A Corregedoria Nacional do Ministério Público instaurou uma reclamação disciplinar contra o promotor de Justiça. De acordo com o Conselho Nacional do MP, que está vinculado à corregedoria, a partir de agora a reclamação poderá ser arquivada ou se transformar em um Procedimento Administrativo Disciplinar (PAD).
Entre as possíveis penalidades ao promotor, segundo o CNMP, estão demissão ou afastamento, mas podem variar de acordo com a legislação de cada estado. Não há prazos estabelecidos para ser concluída a reclamação disciplinar.
Presidente da Fase repudia declarações
Em nota, o presidente da Fundação de Atendimento Sócio-Educativo (Fase) repudiou a declaração do promotor de justiça, Theodoro Alexandre da Silva Silveira, captada durante uma audiência judicial.
“Destaco que, diariamente, buscamos fazer o melhor nesta Fundação no sentido de proporcionar a ressocialização dos jovens que aqui se encontram a fim de devolvê-los à sociedade com a ampliação de seus níveis de escolaridade. Aqui todos são obrigados a estudar e, preferencialmente, realizar algum tipo de curso profissionalizante para que possam ter melhores oportunidades no mercado de trabalho.”
Contrapontos
Procurado pelo G1, o MP diz que a PGJ encaminhou o acórdão para Corregedoria-Geral do órgão, que abriu expediente, ainda sem prazos, para ouvir todas as partes envolvidas no episódio. Após, deve encaminhar o documento de volta para o Procurador-Geral de Justiça, Marcelo Dornelles. O caso é investigado no âmbito civil e criminal.

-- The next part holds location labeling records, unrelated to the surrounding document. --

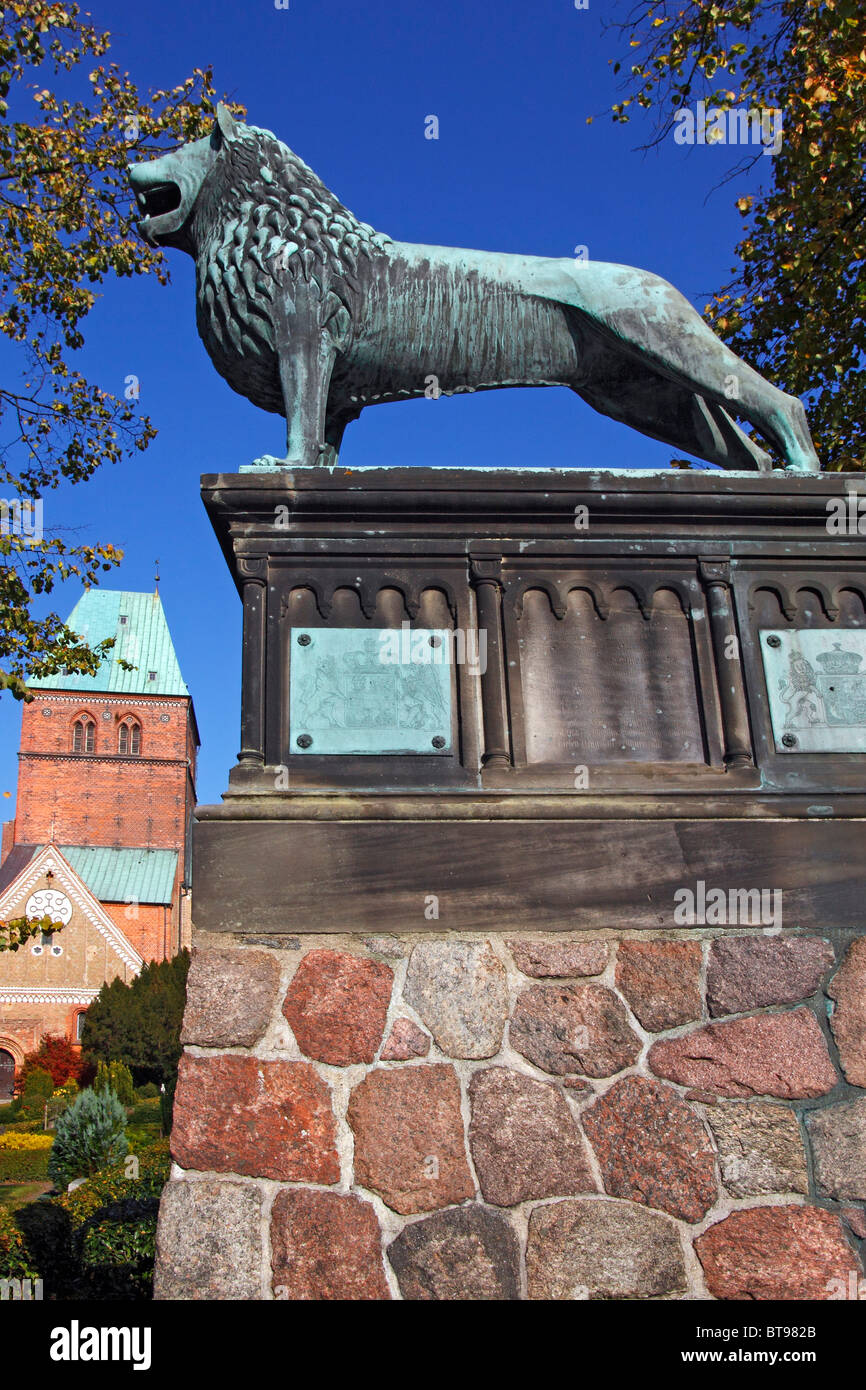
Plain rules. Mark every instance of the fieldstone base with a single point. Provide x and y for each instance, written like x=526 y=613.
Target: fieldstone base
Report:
x=483 y=1118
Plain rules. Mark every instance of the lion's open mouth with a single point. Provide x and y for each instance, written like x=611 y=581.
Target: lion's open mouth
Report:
x=159 y=199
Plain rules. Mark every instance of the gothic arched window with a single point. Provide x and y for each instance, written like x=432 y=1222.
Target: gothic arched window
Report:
x=129 y=738
x=84 y=734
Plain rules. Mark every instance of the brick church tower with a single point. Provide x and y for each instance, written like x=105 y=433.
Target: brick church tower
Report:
x=102 y=829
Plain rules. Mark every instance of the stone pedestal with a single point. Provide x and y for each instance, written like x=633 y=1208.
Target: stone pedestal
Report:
x=567 y=1004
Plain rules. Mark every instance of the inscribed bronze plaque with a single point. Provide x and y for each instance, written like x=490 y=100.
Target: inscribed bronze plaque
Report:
x=619 y=688
x=370 y=691
x=816 y=684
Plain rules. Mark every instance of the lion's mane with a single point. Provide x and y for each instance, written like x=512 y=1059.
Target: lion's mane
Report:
x=263 y=223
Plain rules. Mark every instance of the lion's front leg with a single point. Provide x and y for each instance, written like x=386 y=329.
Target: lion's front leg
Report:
x=306 y=362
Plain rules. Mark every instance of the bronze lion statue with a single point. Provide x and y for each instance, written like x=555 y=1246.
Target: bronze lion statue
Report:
x=313 y=314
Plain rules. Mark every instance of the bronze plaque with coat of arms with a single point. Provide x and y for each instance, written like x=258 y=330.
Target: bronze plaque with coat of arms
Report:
x=816 y=684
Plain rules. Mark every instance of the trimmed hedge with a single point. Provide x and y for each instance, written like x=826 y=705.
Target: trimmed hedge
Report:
x=99 y=1240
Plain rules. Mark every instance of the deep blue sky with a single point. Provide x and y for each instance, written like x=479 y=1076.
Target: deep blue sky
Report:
x=515 y=168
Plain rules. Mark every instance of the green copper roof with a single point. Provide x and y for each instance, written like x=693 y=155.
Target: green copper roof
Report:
x=124 y=875
x=142 y=638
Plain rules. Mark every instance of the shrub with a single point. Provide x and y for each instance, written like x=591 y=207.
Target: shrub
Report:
x=25 y=1140
x=114 y=1076
x=111 y=1184
x=24 y=1165
x=15 y=1261
x=89 y=1136
x=54 y=1055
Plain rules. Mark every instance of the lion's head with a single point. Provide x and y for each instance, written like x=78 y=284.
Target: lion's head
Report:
x=253 y=216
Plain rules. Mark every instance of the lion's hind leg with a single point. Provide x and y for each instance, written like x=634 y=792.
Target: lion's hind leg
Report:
x=628 y=391
x=641 y=314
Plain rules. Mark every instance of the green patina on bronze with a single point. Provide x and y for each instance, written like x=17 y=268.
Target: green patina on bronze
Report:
x=313 y=314
x=370 y=691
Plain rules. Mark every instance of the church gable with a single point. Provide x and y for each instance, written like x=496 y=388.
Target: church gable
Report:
x=91 y=948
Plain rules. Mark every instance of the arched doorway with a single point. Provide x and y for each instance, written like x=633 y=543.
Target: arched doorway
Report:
x=7 y=1075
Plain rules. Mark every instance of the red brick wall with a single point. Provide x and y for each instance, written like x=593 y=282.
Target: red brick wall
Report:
x=102 y=798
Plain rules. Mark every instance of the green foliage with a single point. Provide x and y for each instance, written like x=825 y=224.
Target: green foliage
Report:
x=145 y=1114
x=167 y=1105
x=22 y=1165
x=114 y=1076
x=89 y=1136
x=111 y=1184
x=795 y=306
x=14 y=1258
x=57 y=1057
x=139 y=1023
x=99 y=1240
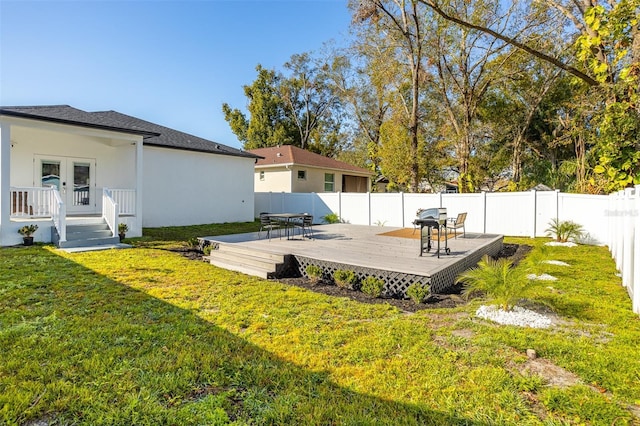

A assessoria do MP acrescentou que não dará mais detalhes sobre o caso, nem concederá entrevistas. A reportagem ainda tenta procurar o promotor para esclarecimentos.
Por meio do Tribunal de Justiça (TJ), a juíza Priscila Gomes Palmeiro, atualmente lotada na cidade gaúcha de São Borja, disse que não irá se pronunciar sobre o caso. O G1 também tentou contato com o desembargador José Antônio Daltoé Cezar através da assessoria do TJ, mas ele está em viagem.